E mentre questo nuovo modello di espropriazione prende forma in Medio Oriente, segnali inquietanti emergono anche sul nostro Paese. Nel Biellese, un progetto agrivoltaico finanziato confondi israeliani, approvato a discapito delle comunità locali, mostra come logiche di profitto e occupazione dello spazio possano replicarsi ovunque, svuotando il senso di appartenenza e di autodeterminazione delle persone. Ne ha scritto Ettore, uno dei promotori delle nostre marce, in un articolo che merita di essere letto e condiviso (https://www.pressenza.com/it/2025/11/il-sole-insanguinato-del-biellese/).

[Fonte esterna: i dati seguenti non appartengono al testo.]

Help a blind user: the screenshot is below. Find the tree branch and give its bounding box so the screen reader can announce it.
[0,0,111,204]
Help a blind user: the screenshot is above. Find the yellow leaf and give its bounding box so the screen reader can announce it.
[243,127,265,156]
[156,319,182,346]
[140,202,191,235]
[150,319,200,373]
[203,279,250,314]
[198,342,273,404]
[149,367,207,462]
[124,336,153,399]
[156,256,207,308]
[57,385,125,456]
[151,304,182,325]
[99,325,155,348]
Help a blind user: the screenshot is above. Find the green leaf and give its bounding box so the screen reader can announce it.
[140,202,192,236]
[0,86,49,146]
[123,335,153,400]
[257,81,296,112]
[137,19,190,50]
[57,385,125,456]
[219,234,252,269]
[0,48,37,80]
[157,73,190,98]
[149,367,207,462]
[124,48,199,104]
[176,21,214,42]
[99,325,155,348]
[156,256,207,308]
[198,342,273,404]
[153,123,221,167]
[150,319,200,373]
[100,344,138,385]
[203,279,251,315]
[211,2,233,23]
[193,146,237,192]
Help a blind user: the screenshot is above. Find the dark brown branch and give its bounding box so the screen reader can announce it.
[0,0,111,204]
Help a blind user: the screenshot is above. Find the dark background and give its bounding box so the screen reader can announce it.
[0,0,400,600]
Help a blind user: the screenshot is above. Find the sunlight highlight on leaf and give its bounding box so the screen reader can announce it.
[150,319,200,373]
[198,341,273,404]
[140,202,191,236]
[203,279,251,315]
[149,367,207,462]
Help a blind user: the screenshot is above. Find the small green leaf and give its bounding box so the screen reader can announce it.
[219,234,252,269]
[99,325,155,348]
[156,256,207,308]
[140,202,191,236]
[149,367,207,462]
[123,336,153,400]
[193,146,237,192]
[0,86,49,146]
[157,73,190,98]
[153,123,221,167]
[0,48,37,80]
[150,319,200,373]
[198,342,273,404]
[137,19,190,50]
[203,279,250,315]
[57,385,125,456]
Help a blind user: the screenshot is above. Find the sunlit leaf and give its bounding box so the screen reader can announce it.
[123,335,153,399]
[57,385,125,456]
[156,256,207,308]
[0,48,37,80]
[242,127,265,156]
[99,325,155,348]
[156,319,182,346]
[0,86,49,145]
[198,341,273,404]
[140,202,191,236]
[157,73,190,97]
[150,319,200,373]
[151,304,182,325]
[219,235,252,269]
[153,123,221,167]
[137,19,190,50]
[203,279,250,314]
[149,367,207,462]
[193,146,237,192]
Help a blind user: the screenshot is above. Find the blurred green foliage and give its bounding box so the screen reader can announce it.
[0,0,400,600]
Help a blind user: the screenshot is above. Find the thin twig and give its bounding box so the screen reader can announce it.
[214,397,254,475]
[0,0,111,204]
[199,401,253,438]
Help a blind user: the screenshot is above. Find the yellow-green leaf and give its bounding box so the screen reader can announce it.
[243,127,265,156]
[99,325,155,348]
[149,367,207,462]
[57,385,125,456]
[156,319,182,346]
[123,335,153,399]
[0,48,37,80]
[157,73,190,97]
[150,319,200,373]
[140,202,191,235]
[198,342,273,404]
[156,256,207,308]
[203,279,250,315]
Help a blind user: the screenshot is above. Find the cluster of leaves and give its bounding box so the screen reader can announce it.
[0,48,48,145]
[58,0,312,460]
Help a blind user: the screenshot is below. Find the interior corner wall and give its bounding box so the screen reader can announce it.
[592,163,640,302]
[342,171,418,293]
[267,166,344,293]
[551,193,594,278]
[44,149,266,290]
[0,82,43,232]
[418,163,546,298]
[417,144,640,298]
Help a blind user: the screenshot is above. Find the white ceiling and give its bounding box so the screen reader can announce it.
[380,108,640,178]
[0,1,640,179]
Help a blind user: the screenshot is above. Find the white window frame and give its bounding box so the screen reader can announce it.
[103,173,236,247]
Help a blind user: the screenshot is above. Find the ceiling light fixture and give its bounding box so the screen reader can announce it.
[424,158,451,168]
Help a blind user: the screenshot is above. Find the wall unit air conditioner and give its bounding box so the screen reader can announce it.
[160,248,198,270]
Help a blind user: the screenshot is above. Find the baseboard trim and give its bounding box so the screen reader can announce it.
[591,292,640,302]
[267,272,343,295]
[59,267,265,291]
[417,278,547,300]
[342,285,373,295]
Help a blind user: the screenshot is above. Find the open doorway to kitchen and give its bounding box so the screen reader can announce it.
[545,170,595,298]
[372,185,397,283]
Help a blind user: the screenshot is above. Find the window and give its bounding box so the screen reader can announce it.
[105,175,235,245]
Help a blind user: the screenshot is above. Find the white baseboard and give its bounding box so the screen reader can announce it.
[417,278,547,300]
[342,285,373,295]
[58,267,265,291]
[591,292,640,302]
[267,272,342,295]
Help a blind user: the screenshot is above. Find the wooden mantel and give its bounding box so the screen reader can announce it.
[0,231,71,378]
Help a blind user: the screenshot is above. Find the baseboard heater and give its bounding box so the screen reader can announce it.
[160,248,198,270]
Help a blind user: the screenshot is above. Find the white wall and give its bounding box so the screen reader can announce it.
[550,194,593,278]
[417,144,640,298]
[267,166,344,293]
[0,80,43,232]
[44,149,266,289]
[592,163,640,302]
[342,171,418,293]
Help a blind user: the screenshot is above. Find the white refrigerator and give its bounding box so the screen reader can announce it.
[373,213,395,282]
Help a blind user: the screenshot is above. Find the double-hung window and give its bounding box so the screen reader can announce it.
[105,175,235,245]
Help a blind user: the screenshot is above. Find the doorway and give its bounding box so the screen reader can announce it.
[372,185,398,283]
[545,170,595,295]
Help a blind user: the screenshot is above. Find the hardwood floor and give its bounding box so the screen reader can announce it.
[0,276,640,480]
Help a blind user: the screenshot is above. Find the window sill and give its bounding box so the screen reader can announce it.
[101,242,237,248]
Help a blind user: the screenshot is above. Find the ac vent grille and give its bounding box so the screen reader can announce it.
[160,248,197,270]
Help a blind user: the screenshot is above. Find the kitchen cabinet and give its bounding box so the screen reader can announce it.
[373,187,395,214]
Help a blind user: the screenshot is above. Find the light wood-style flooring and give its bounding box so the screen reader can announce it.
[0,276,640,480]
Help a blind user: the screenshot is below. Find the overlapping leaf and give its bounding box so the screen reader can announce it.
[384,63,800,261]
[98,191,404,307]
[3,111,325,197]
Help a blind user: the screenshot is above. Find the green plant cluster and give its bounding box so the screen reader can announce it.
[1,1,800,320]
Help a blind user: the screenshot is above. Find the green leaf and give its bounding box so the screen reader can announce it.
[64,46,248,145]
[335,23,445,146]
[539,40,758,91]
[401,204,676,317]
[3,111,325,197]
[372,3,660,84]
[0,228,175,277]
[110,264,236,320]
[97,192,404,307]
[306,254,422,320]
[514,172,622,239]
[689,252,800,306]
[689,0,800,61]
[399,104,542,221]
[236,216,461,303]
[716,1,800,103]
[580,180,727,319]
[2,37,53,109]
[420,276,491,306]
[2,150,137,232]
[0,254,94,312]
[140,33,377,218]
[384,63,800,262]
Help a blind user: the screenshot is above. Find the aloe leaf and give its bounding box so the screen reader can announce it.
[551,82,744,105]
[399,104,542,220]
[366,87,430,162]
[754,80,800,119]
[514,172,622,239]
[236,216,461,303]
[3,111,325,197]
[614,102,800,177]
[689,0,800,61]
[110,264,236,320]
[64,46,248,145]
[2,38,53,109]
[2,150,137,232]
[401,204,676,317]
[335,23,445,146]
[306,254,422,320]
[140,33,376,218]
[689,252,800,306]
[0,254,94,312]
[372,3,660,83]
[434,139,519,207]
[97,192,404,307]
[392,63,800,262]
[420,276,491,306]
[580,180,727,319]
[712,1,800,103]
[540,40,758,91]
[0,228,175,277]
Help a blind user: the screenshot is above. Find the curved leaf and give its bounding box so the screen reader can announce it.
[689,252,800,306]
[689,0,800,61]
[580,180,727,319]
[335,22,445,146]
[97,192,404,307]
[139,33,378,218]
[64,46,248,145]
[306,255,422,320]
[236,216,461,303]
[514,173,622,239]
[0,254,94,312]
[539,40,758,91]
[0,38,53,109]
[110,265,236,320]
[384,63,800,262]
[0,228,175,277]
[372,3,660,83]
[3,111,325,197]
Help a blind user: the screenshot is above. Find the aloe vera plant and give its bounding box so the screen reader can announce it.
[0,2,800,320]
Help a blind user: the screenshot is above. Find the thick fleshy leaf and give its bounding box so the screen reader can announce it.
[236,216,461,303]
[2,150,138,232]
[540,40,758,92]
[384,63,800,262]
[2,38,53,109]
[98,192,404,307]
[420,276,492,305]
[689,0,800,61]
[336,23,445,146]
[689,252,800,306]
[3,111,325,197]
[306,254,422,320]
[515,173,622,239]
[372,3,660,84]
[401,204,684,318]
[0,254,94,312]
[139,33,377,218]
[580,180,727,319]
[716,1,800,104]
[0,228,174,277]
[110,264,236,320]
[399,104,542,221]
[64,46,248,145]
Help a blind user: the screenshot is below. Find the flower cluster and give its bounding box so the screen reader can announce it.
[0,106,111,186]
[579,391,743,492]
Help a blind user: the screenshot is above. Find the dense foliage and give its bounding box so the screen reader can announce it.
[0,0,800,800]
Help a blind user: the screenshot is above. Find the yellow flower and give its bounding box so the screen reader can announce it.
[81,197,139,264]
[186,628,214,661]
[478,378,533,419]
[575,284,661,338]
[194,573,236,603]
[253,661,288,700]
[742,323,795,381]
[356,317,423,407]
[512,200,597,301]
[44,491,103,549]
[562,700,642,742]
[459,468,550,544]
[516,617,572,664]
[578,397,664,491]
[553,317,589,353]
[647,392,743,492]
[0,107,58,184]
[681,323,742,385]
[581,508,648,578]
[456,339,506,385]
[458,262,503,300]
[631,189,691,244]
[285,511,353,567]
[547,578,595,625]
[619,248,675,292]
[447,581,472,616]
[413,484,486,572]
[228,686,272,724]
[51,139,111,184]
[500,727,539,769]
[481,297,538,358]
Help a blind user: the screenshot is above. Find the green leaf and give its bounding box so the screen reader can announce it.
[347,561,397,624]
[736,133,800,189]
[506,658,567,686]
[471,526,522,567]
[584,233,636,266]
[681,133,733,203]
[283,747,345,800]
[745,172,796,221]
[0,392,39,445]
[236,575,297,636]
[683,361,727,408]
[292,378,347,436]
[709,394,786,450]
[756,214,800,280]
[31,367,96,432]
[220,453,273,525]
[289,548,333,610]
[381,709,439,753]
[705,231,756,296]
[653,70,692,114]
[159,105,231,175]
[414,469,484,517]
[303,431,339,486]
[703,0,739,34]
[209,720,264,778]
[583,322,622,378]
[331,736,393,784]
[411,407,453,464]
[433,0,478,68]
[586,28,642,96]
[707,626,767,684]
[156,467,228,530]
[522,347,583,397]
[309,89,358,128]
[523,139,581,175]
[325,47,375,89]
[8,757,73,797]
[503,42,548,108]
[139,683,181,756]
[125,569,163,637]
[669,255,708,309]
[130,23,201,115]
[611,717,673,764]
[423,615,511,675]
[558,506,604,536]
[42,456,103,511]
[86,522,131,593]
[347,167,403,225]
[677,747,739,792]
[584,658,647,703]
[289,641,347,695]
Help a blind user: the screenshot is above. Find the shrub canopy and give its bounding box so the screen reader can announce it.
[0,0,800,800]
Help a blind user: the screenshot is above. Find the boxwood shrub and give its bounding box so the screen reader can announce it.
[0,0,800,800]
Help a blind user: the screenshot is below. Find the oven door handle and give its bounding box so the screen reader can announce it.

Inoltre, con la complicità della comunità internazionale, Israele sperimenta la deportazione parziale della popolazione con voli dal Negev, cercando di svuotare ulteriormente Gaza e rendere concreta la gestione fiduciaria prevista dalla risoluzione. Questo modello non è solo un pericolo per i palestinesi: se passa a Gaza, può diventare un precedente globale, un campione per la gestione autoritaria di interi popoli.
Ed è proprio per questo che il nostro cammino non può fermarsi.
Di fronte a un mondo che distoglie l’attenzione dell’opinione pubblica dai fatti che si materializzano sul terreno giorno dopo giorno, noi abbiamo un compito semplice ma decisivo: continuare a camminare, insieme. È il gesto più umile e più potente che abbiamo per spezzare il silenzio e tenere viva la verità. La rotta verso Gerusalemme apre orizzonti nuovi, abbraccia il Mediterraneo e ci invita a confrontarci con i conflitti che bruciano, portando la memoria e la speranza in cammino.
Per questo non basta osservare: dobbiamo esserci. Il 28 novembre è stato proclamato uno sciopero generale, e il 29 novembre — Giornata internazionale di solidarietà con il popolo palestinese — ci sarà una grande manifestazione nazionale. È fondamentale scendere in piazza, farci vedere, farci sentire, far capire che la coscienza non è stata anestetizzata. Abbiamo bisogno di tutti, ma proprio tutti: chi ha camminato con noi, chi non ha ancora potuto farlo, chi pensava che fosse ormai “finita”.
Come la scorsa settimana, invitiamo tutti a promuovere e organizzare nuove Local March for Gaza e momenti di restituzione nei paesi attraversati dai cammini. Non possiamo permettere che l’attenzione si spenga: se non camminiamo, i nostri passi rischiano di disperdersi come foglie d’autunno nel vento. Ogni marcia, ogni gesto, ogni incontro è un’occasione concreta per sensibilizzare sul dramma in corso, rafforzare i legami con sindaci, associazioni e cittadini, e raggiungere chi non ha ancora partecipato o non è stato informato.
Ogni passo è un atto di memoria, un gesto di solidarietà e un impegno concreto per la pace.
Noi camminiamo liberi, e non ci fermeremo finché tutti non potranno camminare in pace, nella propria terra e con un passaporto, senza barriere, occupazioni o sopraffazioni.
Solo i popoli salvano un altro popolo.
E noi siamo una forza tranquilla che continua a camminare, finché la libertà non sarà reale per tutti.